Many of us have had the mixed pleasure and dismay of watching ourselves grow older via the photos in our family album. Ironically, the faces remain pretty much the same over the years — or at least recognizable — until age sets in and everything droops. But the thing that registers the passage of time unequivocally is the hair.
From Mamie Eisenhower bangs to fringe so long it can blind you. From tight curls to Jennifer Aniston flowing locks. Colors that transform from mousy brown to flaming pink.
And so it goes with Ellar Coltrane, the leading boy/man in Richard Linklater’s family drama, “Boyhood.” Playing a loosely coiffed boy named Mason, we first see Coltrane as an angel-faced six-year-old being harassed by his older sister, Samantha. (Played by Linklater’s real-life daughter, Lorelei.)
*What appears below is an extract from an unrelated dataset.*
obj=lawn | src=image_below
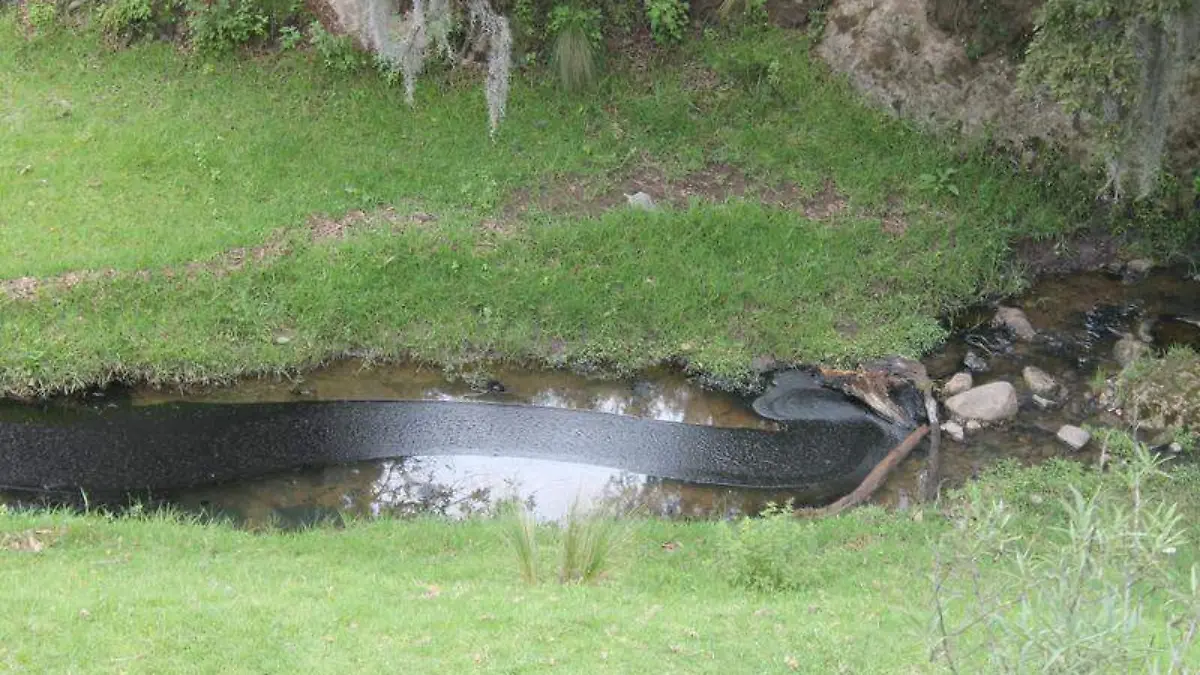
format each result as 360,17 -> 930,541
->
0,11 -> 1089,395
Mason’s parents, Patricia Arquette and Ethan Hawke enter fighting, and it soon becomes apparent that they are in the beginning stages of an inevitable divorce.
Mom and the kids begin moving from one Texas home to another. Mason goes to a school where he is harassed by bullies. Mom goes back to college and flirts with her professor.
Mom marries the professor and the kids become a blended family of two boys and two girls. All with long hair.
The professor turns out to be a martinet and a nasty drunk who harasses the kids, batters Mom, creates menacing tension, and frightens them all. He also takes Mason to a barbershop and, without consulting anyone, has all his long hair cut off.
Mom escapes from the professor, divorces him, and moves into another home. Another new school for her kids. And another boyfriend who also turns out to be abusive.
The scenes are short and included to demonstrate the passage of time as everyone ages. Linklater, who wrote, produced, and directed this ongoing epic, shot it over a 12-year period as Mason progresses from a baby-faced six-year old to a tall, lanky, restrained and thoughtful college student of 18. He still has the angelic face, but his hair undergoes the changes that identify the time.
Nothing much happens in this nearly three-hour film, except life. Mason, who is more an observer than a participant, stoically accepts the vicissitudes of growing up and only occasionally expresses anger or disapproval. Without comment he listens to the opinions and advice of the adults in his life, often delivered in condemnatory harangues or else in well-intentioned but ambiguous “lessons”.
Meanwhile, he goes through teen-age angst, trying to figure out what life is all about and how to make it meaningful. He discovers girls, and sex, and alcohol and pot, but only as passing diversions. He suffers the pangs of unrequited love and the comings and goings of the men in his mother’s life. He is Holden Caulfield, almost grown up.
“Boyhood” is a slow-paced, delicate film that will either enthrall you or bore you to death. There doesn’t seem to be any middle ground. If the slow-moving details of other people’s lives hold your interest, however, this beautifully rich coming-of-age film will keep you glued to your seat. As will its star.
“Boyhood” can be seen now in select theaters around Los Angeles.